First, contain the agent immediately by revoking its session and API credentials, preventing further harm. Next, collect the signed runtime decision log as evidence of the attack. Then investigate the root cause, patch the vulnerability, and restore the agent only after testing confirms it is safe. Monitor closely for 24 to 48 hours afterward. Document the incident in a post-incident report for your compliance and legal teams.

How do you investigate an AI security incident?

Start with the runtime decision log: examine the LLM reasoning chains and proposed actions to identify the attack vector (input injection, data poisoning, credential compromise, or model compromise). Cross-reference with API gateway, database, and cloud provider logs to determine the blast radius. Preserve the log chain of custody for compliance review. Document the timeline and root cause in a post-incident report.

How do you contain a compromised AI agent?

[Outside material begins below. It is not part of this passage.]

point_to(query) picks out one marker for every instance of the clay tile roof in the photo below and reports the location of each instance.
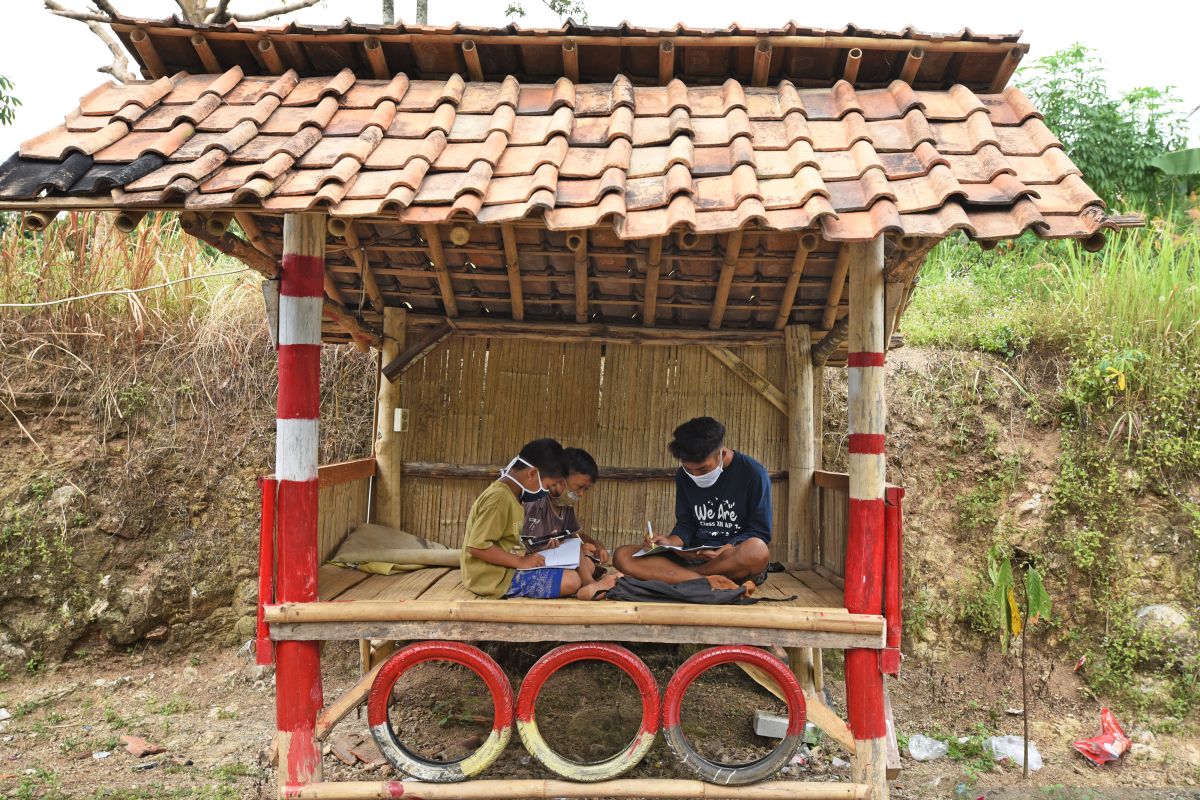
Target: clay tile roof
(647, 161)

Revoke the agent's session in the runtime control system, revoke its API credentials in the secrets manager, and temporarily disable its access to sensitive data sources. Send notification to dependent teams. Containment is fast (seconds) and reversible if the incident was a false alarm.

What evidence do you collect in an AI security incident?

Collect the signed runtime decision log (including LLM reasoning, proposed actions, and policy decisions), API gateway access logs, database query logs, secrets manager audit logs, and cloud provider logs. Export and hash all evidence, document the chain of custody, and preserve logs for compliance review under ISO 27001 and ISO 42001 frameworks.

What is the difference between AI incident response and traditional incident response?

Traditional IR focuses on servers, networks, and user accounts. AI IR adds new detection signals (unusual reasoning chains, anomalous tool call sequences) and new evidence sources (the runtime decision log). Containment is faster (revoke a session instead of wiping a server) but requires AI-aware tooling and policies built into the AI runtime.

How do you prevent AI agent compromise?

Deploy an AI runtime control layer that inspects every proposed action before execution. Establish baseline tool and data access per agent. Implement input sanitization and prompt-injection detection. Rotate credentials regularly and enable multi-factor authentication. Monitor runtime decision logs for policy violations and anomalies. Conduct security training for teams that develop or manage AI agents.

How often should you test your AI incident response plan?

Test your IR plan at least quarterly. Run tabletop exercises simulating a compromised agent: practice detection, containment, evidence collection, and recovery steps. Use these tests to refine detection thresholds, streamline response playbooks, and identify gaps in tooling or training.